In 2001 when Barenboim decided to conduct Wagner's music in Jerusalem at the annual Israel Festival his decision was met with severe criticism from many prominent Israelis, including Ephraim Zuroff, the director of the Simon Wiesenthal Center, who said that what Barenboim did amounted to "cultural rape." The state of Israel has always had an unwritten ban on Wagner's music because he was Adolf Hitler's favorite composer and because Wagner's music was instrumental in the inspiration of the Nazi cultural propaganda that sprang in the decade of the 1930's and on through the War Years.
If you remove Barenboim's outer layers of virtuoso pianist and world-class conductor, however you will find in his inner core the role of humanitarian and peacemaker. As Oliver Mark reported in Time magazine:
"A classical-music conductor taking the podium always becomes a peacemaker of sorts. The central mission of conducting, after all, is to dispel discord and bring dozens of competing voices into concert. The Israeli maestro Daniel Barenboim, 65, sees in this act the opportunity to bring a deeper kind of harmony to one of the most violent and vociferous regions in the world: the Middle East."
One of the maestro's current projects is the West-Eastern Divan Youth Orchestra, an organization that he formed with the American-Palestinian intellectual Edward Said. The ensemble draws together Israeli and Arab musicians, many from disputed territories. The orchestra under Barenboim's direction has played in Weimar, Germany under the shadow of the ruins of the Buchenwald Nazi death camp, as well as in Ramallah in the West Bank, where the musicians played under armed guard.
In January of this year it was reported that the conductor was granted Palestinian citizenship. He is believed to be the first person in the world to possess both Israeli and Palestinian passports.
Now he finally comes to New York to make his debut at the Metropolitan Opera conducting a stellar cast in Wagner's Tristan und Isolde. The same work with which he opened La Scala, in Milan this season. It is not the first time that New York will hear his "Tristan." He also conducted the work back in the fall of 2001 in a concert performance at Carnegie Hall.

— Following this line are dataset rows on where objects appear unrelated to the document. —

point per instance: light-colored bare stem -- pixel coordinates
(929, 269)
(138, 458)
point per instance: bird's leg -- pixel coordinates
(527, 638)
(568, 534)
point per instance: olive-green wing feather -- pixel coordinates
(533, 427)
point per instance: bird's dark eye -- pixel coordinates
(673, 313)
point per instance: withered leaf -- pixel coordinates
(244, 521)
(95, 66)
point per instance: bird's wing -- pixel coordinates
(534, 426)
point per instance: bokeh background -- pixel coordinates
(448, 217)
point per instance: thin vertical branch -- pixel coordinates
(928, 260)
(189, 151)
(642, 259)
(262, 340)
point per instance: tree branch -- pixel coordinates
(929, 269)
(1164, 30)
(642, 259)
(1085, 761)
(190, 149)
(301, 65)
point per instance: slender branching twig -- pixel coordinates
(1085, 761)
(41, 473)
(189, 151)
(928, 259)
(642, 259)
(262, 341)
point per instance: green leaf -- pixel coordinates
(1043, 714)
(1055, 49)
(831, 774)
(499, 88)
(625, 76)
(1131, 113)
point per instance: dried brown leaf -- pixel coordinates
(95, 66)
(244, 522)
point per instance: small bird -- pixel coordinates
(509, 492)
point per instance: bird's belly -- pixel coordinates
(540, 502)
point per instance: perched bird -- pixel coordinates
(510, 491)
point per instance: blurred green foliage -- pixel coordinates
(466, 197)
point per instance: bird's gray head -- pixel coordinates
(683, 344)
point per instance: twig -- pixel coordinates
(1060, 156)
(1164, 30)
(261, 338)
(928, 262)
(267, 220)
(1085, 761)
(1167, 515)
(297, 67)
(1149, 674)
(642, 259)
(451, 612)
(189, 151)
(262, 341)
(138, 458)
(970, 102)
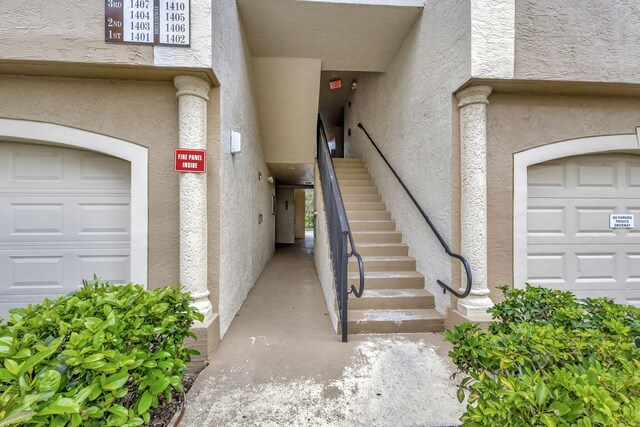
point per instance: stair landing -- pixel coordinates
(394, 300)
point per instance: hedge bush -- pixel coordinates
(549, 359)
(100, 356)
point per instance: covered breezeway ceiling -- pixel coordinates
(345, 35)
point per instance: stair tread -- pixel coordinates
(385, 258)
(384, 315)
(375, 232)
(382, 245)
(386, 274)
(396, 293)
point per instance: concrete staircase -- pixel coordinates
(394, 299)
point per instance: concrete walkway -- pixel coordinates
(281, 364)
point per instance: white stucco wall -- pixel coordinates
(245, 245)
(288, 90)
(321, 254)
(591, 40)
(408, 111)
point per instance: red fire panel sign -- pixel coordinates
(190, 160)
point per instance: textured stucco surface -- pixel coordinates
(492, 38)
(591, 40)
(245, 245)
(288, 90)
(519, 122)
(408, 112)
(344, 35)
(198, 54)
(141, 113)
(48, 31)
(193, 96)
(321, 253)
(473, 200)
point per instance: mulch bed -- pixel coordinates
(164, 412)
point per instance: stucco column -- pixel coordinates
(192, 97)
(473, 164)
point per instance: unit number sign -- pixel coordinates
(621, 221)
(154, 22)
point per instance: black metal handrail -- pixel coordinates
(340, 237)
(448, 250)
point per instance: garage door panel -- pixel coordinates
(96, 169)
(36, 164)
(597, 175)
(596, 267)
(104, 219)
(65, 215)
(577, 221)
(35, 274)
(108, 268)
(62, 219)
(546, 267)
(570, 243)
(31, 166)
(36, 219)
(633, 175)
(547, 175)
(547, 221)
(46, 271)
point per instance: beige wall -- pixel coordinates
(288, 91)
(61, 30)
(590, 40)
(299, 213)
(408, 113)
(517, 122)
(245, 245)
(285, 210)
(141, 113)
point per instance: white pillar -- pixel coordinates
(473, 164)
(192, 97)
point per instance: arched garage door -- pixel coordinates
(570, 244)
(64, 216)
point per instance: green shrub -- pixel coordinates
(549, 359)
(100, 356)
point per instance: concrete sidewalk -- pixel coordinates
(281, 364)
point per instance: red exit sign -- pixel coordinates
(190, 160)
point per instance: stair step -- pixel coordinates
(382, 249)
(362, 198)
(344, 183)
(377, 237)
(359, 190)
(368, 215)
(365, 206)
(395, 321)
(343, 160)
(388, 279)
(384, 263)
(343, 169)
(349, 176)
(372, 225)
(392, 299)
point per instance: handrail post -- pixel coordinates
(463, 293)
(340, 237)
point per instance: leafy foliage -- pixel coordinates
(100, 356)
(309, 208)
(549, 359)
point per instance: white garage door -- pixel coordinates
(64, 216)
(570, 245)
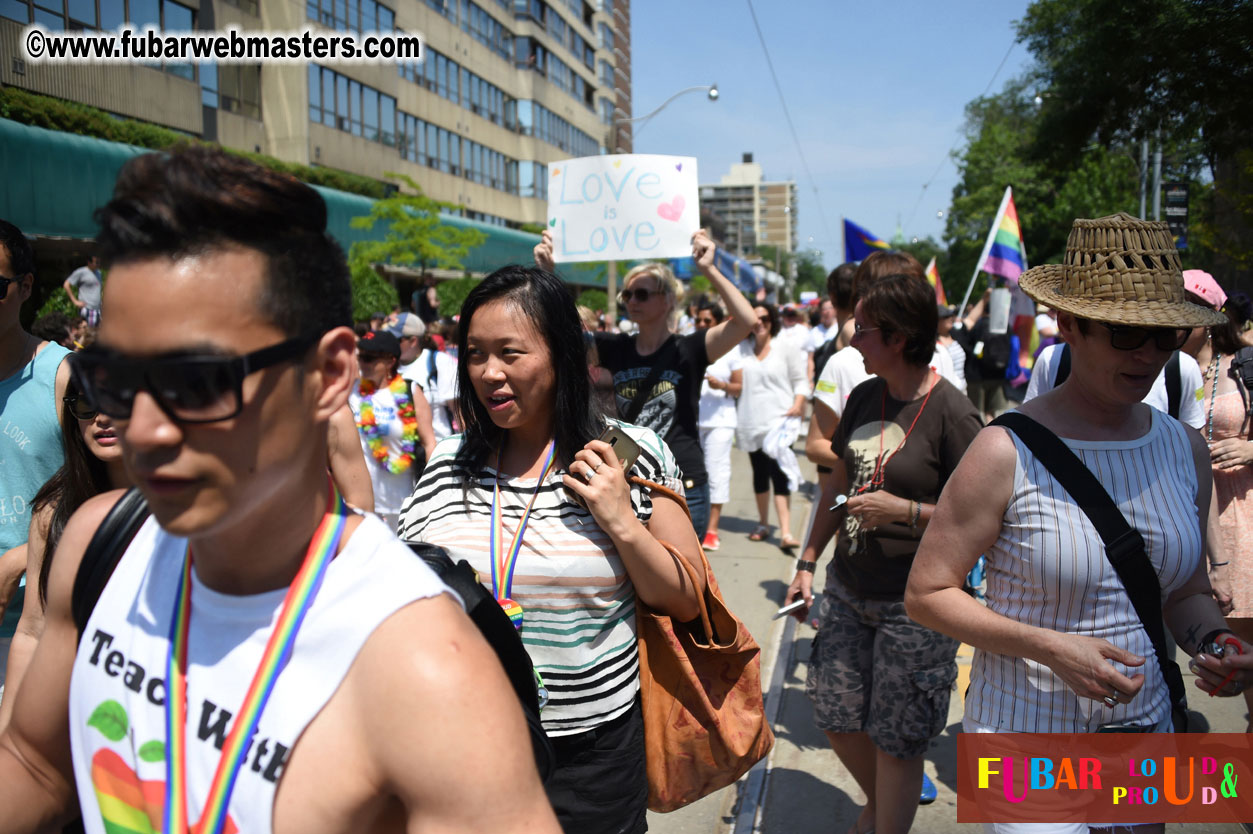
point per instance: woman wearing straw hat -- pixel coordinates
(1059, 646)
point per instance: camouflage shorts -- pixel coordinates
(875, 670)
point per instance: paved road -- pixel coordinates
(806, 788)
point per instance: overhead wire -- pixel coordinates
(956, 142)
(787, 115)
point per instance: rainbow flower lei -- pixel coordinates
(376, 436)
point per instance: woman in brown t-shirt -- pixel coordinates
(878, 681)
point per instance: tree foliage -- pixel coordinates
(452, 294)
(1113, 73)
(1115, 70)
(1003, 132)
(415, 236)
(371, 292)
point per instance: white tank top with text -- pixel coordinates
(118, 686)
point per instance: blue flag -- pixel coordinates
(860, 243)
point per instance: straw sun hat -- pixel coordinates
(1122, 271)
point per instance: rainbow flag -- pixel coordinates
(1005, 256)
(932, 274)
(860, 243)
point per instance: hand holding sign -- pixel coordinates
(622, 207)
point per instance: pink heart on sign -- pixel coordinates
(672, 211)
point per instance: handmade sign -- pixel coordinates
(623, 207)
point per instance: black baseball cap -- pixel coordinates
(379, 342)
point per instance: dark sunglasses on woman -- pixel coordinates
(189, 388)
(639, 293)
(1130, 338)
(79, 407)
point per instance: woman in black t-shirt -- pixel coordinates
(878, 680)
(650, 296)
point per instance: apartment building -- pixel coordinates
(754, 212)
(505, 88)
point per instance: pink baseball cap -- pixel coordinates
(1201, 283)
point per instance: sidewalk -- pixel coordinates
(805, 787)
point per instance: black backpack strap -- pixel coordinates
(1063, 366)
(499, 631)
(1242, 371)
(1124, 545)
(660, 362)
(1174, 386)
(102, 555)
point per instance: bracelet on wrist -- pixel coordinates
(915, 515)
(1209, 641)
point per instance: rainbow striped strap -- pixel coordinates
(503, 562)
(278, 651)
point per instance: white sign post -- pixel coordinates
(623, 207)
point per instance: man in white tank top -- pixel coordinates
(317, 678)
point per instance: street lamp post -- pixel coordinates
(711, 90)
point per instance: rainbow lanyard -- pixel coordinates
(503, 562)
(297, 602)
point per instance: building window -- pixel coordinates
(244, 5)
(352, 15)
(209, 85)
(352, 107)
(239, 89)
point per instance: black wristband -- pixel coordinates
(1212, 638)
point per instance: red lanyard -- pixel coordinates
(876, 480)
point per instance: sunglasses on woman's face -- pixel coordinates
(1132, 338)
(639, 293)
(189, 388)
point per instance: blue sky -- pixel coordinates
(876, 92)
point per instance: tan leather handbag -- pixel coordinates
(701, 689)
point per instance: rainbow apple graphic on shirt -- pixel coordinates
(128, 804)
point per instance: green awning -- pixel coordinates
(55, 180)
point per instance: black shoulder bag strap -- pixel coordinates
(102, 554)
(1124, 546)
(499, 630)
(1242, 372)
(1063, 367)
(659, 363)
(1174, 386)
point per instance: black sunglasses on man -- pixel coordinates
(189, 388)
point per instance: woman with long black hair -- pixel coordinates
(544, 511)
(93, 465)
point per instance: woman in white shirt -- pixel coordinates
(717, 422)
(774, 390)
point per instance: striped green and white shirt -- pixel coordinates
(578, 601)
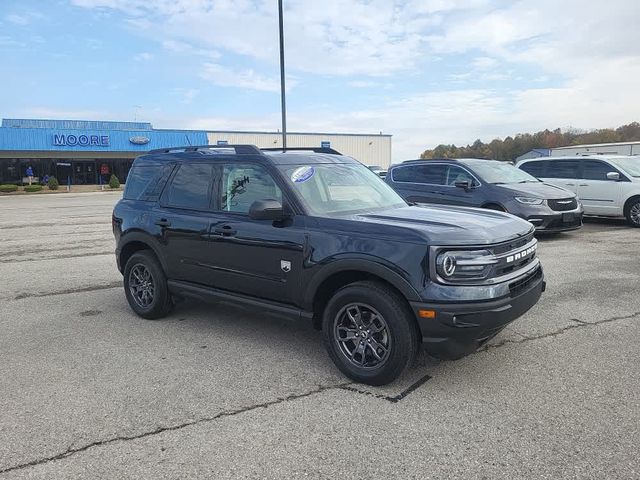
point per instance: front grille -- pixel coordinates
(563, 204)
(522, 284)
(512, 245)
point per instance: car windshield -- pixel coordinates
(496, 172)
(334, 189)
(630, 165)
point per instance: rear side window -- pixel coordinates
(191, 187)
(457, 174)
(563, 169)
(537, 169)
(435, 174)
(244, 184)
(594, 170)
(402, 174)
(145, 182)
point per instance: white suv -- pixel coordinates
(606, 185)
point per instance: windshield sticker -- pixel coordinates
(302, 174)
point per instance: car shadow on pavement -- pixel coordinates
(270, 335)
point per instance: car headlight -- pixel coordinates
(530, 200)
(464, 265)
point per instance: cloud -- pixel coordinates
(229, 77)
(17, 19)
(143, 57)
(187, 94)
(548, 63)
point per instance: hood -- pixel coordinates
(451, 225)
(542, 190)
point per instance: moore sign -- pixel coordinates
(62, 140)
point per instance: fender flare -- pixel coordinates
(141, 237)
(363, 264)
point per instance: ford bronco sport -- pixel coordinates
(316, 235)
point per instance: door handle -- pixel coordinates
(225, 230)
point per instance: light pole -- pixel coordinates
(282, 87)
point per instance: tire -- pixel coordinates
(633, 212)
(143, 273)
(364, 316)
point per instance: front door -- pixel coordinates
(452, 195)
(598, 194)
(84, 172)
(420, 183)
(259, 258)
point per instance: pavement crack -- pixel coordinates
(576, 324)
(390, 398)
(92, 288)
(125, 438)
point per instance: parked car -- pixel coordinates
(606, 185)
(381, 172)
(318, 237)
(487, 184)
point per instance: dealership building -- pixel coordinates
(89, 152)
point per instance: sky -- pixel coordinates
(425, 71)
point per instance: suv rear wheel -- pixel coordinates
(633, 212)
(145, 286)
(369, 333)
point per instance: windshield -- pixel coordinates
(494, 171)
(334, 189)
(630, 165)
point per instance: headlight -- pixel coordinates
(464, 265)
(530, 200)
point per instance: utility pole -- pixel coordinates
(282, 86)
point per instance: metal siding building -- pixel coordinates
(87, 152)
(620, 148)
(368, 149)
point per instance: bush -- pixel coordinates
(114, 182)
(53, 184)
(8, 188)
(32, 188)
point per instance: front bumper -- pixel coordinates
(557, 221)
(460, 328)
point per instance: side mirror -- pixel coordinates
(266, 210)
(466, 185)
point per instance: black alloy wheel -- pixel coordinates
(362, 335)
(145, 286)
(141, 285)
(370, 332)
(633, 216)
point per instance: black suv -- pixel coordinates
(316, 235)
(473, 182)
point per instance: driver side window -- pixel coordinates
(243, 184)
(457, 174)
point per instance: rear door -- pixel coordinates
(564, 173)
(598, 194)
(260, 258)
(182, 220)
(420, 183)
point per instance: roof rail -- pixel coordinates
(328, 150)
(238, 149)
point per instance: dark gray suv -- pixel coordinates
(487, 184)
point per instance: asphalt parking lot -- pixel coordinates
(88, 390)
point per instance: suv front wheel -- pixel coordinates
(369, 333)
(633, 212)
(145, 286)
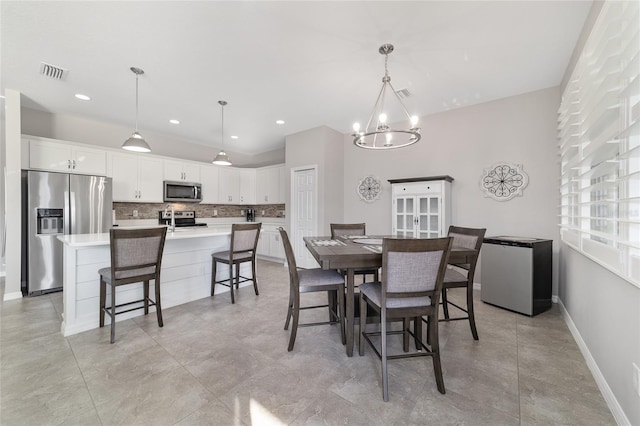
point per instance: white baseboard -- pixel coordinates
(607, 393)
(12, 296)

His MET debut tonight may not have the political gravitas of his daring historic concerts in the Middle East, however we must not forget that New York is home to the largest Jewish population outside of Israel and that when it comes to the music of Wagner and particularly when the anti-semitic aspect of Wagner the man is brought to the forefront, emotions can and do run high. It promises to be a very interesting and important debut tonight.